Огонь горел в глазах Веры Николаевны, она, торжествующая и насытившаяся, словно шаман при отправлении удавшегося обряда, вышвырнула поверженную куклу-чучело за дверь в угол, а некоторые из присутствующих соскочили и в исступлении ещё и растоптали ее. Им казалось, они так будто бы освобождаются от рабской психологии, доставшейся по наследству от многострадальных бабушек-дедушек.
Честно говоря, не совсем было приятно за этим наблюдать, нет-нет да и проберёт какая-то жуть. Все эти люди сыграли, как прекрасные актеры, по Станиславскому, они поверили, будто чучело на палке — некто живой, реальный, и он действительно сделал им что-то плохое. Но мне стало жаль настоящих бабушек-дедушек, символом которых выступило чучело. Разве это их преступление, что они отдавали, как умели, свой опыт, свои знания своим детям и внукам?! Разве на их совести их нищета, все эти линялые юбки?! А дедушки… Меня кольнула мысль о дедушках, и не отпускала уже весь вечер. Конечно же, я вспомнила о своем прадеде. И снова почувствовала жалость от того, что никогда его не видела и никогда не смогу увидеть…
***
Угнеезди́лась на удобном кожаном мешке-куле́ со своим ноутбуком. Просматриваю разные военные фото и фотографии воинов Великой Отечественной — чьих-то прадедов. Лица, лица, лица — молодые и не очень. Это хоть немного, но помогает мне. Каким-то непостижимым образом чувствую себя чуть ближе к моему прадеду.

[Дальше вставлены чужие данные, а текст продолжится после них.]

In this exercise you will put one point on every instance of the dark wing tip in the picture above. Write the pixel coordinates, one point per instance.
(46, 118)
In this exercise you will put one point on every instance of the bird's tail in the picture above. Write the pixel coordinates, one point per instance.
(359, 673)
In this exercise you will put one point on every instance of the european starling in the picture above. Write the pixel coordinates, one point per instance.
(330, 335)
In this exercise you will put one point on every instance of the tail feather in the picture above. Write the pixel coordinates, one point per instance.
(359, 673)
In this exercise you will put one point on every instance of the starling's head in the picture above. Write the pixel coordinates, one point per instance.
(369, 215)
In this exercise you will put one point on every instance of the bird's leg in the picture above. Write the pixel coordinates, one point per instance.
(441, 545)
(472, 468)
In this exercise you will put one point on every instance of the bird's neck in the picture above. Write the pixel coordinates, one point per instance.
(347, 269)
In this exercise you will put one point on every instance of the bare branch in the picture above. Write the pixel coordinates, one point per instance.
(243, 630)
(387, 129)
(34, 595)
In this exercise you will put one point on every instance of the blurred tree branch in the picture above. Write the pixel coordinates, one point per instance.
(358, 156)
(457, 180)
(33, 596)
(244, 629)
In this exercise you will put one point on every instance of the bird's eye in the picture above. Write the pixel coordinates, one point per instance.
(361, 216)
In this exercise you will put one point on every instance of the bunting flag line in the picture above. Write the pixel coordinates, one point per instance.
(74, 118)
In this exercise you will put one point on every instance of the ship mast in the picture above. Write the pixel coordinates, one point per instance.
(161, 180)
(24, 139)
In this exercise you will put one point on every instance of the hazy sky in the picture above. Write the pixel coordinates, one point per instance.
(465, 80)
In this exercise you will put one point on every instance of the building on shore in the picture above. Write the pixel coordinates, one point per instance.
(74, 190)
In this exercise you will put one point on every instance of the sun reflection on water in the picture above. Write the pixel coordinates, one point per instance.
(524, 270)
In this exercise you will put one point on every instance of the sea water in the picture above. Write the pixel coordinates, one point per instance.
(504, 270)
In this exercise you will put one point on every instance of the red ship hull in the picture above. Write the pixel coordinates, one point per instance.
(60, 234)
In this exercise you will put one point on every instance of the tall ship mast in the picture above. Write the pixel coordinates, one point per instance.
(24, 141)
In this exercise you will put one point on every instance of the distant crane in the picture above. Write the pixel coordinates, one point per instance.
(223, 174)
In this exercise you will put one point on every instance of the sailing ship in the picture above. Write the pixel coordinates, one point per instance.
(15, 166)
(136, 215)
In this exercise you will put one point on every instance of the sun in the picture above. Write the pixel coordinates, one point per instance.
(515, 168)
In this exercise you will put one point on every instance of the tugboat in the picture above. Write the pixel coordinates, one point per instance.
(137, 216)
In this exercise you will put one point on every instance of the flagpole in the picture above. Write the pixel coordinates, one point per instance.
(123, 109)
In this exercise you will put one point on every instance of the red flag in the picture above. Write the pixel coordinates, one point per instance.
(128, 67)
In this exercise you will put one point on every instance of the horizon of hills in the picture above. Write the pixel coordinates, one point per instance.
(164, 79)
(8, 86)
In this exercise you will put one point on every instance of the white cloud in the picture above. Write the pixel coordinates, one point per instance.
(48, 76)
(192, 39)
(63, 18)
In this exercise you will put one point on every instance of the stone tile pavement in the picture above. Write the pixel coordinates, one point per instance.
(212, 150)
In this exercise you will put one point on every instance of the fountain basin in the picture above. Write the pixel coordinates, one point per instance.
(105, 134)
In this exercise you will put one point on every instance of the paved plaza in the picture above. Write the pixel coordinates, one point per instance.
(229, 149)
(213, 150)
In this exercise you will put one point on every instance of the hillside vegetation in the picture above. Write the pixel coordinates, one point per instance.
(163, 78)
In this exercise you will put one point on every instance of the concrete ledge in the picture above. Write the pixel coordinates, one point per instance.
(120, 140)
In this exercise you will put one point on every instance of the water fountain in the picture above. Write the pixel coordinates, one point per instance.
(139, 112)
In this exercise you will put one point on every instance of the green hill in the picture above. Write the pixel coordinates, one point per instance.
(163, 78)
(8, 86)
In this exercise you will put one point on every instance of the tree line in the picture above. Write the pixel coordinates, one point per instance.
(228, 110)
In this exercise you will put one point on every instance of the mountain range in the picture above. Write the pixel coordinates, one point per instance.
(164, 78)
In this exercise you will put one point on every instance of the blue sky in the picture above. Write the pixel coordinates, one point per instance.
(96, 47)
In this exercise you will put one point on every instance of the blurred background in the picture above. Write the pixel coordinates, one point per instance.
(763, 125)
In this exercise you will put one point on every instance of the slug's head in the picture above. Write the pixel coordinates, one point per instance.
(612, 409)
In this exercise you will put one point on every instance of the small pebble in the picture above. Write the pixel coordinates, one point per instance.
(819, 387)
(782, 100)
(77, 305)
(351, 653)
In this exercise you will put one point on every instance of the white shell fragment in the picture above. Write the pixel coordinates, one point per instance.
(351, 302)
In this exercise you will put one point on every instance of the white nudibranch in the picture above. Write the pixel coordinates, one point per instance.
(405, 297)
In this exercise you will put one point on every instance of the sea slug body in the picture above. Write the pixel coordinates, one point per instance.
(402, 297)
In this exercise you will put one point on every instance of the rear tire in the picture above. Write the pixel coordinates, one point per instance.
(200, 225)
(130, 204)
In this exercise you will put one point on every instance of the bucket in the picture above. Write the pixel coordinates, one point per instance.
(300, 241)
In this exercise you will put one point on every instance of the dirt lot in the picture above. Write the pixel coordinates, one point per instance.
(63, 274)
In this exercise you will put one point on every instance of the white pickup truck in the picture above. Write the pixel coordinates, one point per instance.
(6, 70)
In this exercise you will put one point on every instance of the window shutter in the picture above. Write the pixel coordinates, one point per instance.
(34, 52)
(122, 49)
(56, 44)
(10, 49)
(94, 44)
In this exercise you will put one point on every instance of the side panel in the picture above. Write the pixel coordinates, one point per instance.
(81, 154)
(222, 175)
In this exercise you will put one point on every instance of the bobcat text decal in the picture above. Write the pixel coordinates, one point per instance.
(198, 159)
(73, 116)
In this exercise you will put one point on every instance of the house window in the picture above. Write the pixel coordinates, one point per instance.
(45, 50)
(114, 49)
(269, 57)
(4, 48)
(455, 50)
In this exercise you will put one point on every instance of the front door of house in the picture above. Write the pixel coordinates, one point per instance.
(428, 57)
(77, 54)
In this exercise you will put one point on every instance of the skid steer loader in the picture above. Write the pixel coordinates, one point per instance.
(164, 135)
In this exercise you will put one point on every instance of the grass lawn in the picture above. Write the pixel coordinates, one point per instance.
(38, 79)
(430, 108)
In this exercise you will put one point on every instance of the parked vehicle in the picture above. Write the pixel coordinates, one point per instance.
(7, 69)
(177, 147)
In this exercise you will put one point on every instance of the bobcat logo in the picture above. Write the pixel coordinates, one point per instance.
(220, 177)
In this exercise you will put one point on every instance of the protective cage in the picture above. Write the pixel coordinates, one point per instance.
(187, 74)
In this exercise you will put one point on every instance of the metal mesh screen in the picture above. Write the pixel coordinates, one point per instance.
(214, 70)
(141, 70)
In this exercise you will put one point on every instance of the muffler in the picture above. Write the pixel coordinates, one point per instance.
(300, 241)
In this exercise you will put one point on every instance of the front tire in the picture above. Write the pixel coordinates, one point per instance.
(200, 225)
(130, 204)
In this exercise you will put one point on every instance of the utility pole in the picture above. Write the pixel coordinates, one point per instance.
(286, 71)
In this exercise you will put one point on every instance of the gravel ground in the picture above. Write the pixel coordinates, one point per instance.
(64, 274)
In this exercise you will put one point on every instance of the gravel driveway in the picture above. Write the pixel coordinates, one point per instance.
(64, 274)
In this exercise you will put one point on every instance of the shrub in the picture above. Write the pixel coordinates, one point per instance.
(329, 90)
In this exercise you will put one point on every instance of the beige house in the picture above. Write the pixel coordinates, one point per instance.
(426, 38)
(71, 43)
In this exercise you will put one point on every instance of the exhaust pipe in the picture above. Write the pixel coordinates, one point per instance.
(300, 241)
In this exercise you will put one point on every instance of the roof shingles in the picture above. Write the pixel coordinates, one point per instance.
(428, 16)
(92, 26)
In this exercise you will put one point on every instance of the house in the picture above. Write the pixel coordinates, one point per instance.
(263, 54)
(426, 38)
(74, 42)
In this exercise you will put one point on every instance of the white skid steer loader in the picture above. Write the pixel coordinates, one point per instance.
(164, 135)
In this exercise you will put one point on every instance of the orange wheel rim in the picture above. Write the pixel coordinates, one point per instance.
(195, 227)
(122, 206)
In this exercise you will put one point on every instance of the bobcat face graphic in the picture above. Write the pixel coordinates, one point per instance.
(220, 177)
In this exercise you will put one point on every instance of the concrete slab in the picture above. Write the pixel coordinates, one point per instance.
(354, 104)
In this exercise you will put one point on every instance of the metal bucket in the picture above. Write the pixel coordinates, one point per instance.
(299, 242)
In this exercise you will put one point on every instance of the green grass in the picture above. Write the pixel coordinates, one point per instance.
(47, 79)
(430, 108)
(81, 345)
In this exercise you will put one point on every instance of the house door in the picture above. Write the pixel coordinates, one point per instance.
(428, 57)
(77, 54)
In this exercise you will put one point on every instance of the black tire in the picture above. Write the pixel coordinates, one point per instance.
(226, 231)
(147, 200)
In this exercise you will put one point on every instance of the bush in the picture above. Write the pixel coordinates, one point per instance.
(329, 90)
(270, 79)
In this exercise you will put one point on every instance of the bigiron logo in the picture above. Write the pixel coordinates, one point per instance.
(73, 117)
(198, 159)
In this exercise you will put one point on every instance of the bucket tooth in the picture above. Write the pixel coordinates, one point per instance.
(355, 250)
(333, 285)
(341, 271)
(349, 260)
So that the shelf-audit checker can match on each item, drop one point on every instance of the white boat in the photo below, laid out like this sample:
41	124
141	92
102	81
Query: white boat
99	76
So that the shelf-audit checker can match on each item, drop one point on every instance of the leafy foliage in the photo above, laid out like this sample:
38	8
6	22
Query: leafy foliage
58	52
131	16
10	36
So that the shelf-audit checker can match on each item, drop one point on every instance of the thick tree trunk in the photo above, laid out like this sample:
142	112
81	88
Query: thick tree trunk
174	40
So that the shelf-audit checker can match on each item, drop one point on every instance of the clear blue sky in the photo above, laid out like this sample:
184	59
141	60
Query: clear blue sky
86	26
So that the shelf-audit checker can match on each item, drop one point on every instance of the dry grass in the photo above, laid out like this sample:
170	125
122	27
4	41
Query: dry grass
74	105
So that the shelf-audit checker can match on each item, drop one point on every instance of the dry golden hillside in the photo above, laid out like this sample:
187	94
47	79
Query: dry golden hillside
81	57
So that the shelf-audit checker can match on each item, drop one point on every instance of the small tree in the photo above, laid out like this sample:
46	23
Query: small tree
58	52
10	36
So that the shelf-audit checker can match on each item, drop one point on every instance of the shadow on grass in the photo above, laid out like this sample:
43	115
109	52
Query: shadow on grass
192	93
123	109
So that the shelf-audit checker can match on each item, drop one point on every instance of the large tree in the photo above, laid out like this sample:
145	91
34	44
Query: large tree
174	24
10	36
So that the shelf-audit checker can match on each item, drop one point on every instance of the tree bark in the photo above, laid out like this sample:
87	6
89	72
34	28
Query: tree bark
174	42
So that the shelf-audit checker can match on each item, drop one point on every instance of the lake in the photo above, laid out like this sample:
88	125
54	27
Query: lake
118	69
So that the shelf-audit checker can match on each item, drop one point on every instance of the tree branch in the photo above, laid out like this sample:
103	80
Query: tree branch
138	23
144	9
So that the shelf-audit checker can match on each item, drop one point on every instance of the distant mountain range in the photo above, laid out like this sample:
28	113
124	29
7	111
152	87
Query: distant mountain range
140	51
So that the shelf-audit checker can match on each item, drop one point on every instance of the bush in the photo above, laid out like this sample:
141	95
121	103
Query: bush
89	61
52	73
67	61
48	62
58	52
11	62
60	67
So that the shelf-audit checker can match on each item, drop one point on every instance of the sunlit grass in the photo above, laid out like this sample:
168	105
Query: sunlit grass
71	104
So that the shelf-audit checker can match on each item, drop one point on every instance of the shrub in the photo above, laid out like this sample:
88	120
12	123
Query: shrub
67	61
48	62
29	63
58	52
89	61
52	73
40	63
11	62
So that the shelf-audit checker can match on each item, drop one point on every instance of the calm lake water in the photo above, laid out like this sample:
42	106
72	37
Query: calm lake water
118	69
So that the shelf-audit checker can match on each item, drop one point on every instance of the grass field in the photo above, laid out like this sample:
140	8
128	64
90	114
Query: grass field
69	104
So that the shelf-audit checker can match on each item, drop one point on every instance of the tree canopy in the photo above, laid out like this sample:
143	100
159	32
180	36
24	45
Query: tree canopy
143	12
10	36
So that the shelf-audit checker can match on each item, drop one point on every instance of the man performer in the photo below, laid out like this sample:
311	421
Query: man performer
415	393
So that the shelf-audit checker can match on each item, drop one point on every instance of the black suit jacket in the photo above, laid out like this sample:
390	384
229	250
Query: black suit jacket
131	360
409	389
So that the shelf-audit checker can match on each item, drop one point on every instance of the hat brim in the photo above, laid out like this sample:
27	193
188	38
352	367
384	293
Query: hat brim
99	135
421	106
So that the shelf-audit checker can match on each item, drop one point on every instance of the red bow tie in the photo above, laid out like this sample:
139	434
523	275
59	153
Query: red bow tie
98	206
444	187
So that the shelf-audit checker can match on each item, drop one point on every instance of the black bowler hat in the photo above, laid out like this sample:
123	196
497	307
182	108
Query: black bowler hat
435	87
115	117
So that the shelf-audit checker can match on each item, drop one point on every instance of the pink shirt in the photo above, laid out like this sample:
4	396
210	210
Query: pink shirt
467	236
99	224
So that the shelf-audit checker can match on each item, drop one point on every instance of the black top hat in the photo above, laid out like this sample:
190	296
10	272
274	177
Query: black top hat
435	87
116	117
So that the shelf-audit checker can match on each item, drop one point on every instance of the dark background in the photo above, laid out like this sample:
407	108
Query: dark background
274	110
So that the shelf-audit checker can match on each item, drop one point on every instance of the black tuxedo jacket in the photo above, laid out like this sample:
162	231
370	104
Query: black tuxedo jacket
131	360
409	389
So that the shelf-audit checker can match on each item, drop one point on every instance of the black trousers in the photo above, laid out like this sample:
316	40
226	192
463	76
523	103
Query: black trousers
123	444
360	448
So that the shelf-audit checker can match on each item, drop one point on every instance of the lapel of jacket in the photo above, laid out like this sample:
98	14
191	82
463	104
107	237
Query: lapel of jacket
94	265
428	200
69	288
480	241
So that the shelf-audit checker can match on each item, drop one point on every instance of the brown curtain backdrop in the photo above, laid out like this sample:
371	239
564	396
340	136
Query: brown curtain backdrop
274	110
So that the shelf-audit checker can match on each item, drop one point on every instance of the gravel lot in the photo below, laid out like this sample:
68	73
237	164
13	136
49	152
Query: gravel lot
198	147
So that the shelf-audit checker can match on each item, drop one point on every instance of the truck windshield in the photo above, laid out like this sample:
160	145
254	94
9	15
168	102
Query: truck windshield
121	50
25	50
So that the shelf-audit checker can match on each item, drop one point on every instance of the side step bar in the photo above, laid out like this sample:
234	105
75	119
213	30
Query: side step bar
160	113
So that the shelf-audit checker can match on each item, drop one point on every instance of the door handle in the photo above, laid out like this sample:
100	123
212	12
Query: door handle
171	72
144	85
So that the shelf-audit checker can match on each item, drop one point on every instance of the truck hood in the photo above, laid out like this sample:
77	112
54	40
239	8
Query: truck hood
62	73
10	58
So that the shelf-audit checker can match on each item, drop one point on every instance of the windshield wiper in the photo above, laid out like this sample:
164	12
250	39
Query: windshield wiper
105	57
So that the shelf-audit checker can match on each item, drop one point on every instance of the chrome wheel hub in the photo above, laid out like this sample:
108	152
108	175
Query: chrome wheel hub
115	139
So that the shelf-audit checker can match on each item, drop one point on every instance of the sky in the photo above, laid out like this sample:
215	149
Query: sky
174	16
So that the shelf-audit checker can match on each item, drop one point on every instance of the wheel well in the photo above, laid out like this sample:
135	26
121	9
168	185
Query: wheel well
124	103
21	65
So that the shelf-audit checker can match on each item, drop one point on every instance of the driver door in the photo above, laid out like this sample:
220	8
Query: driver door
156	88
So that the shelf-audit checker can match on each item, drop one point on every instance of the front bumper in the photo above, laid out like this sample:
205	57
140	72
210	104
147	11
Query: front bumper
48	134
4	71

Наша гостиная в эти дни пустует. Родители уже обосновались на даче. Я же перерыла большой шкаф, пытаясь найти фотографии прадеда. Он родился в 1922-м, в девятнадцать лет в 41-м ушел на фронт. А в августе 41-го то подразделение, где он служил, попало в окружение — в архиве наша знакомая мне сказала это
Обшарила весь наш шкаф. Ничего. Никаких писем с фронта не сохранилось. Ни одной его карточки нет. Порылась и в папках семейного архива, сохранённого на компьютере. Но ничего не обнаружила.
Зато наткнулась на смешное домашнее видео ко дню рождения папы. В нём мне года четыре-пять. Я стою, такая щека́стенькая, вдре́безги не погодам серьезная, с усилием держу большой кекс в жестяной форме для выпекания с множеством свечей. И, поздравляя папу, начинаю довольно сбивчиво пересказывать сагу о ситуации из его школьной жизни с обменом жвачек на солдатиков. Фоном за кадром слышен чей-то шёпот — это мама мне подсказывает, что говорить, когда я запутываюсь. С её подачи я добираюсь до конца поздравительного «спи́ча» и торжественно завершаю:
— Папа мечтал о новой свободной стране, где у детей будет много жувачек! — так и сказала: «жувачек». Умора. Ну и за кадром — одобрительный смех и аплодисменты взрослых.
Последние дни, если меня что-то и веселит, то ненадолго.
А едва начинает темнеть, и подходит время для сна, тут же всознании воскрешается мой недавний ночной кошмар. Ах, если б я могла забыть его. Теперь я всё время боюсь его возвращения. И этот страх возвращения рождает новые ужасные сновидения. Как только голова моя касается подушки и смежа́тся веки…
Снова тот же мерзкий пустырь, тот же забор. Ржавая колючая проволока. Куда-то бегу сквозь туман. Душат предчувствия готовящейся пытки. Ох, если б я хоть разочек могла представить лицо прадеда, было бы не так страшно. Только — лицо молодого, будто он мой ровесник. Только бы уцепиться за его поддержку, только бы уцепиться, только бы спастись.
Бегу и вдруг слышу откуда-то отвратительно громкое чавканье — оно разносится над пустырем оглушительным эхом — как если б кто-то, не стесняясь, оглушительно жевал в мегафон. Я в панике инстинктивно останавливаюсь, оглядываюсь. Чавканье со всех сторон. Усиливается — громче и громче, пока не становится невыносимо оглушающим. Затыкаю уши.
Опять лицо коменданта… красивое совершенство черт. Но эта красота навевает ужас. Он смеётся, холодно, мертвенно. Я вижу его оскаленный рот. И слышу его смех даже с закрытыми ушами. Явственно различаю его немецкую речь. Фразы очень простые, и я легко могу понять их.
— Ты хотела увидеть его живым? Так, кажется?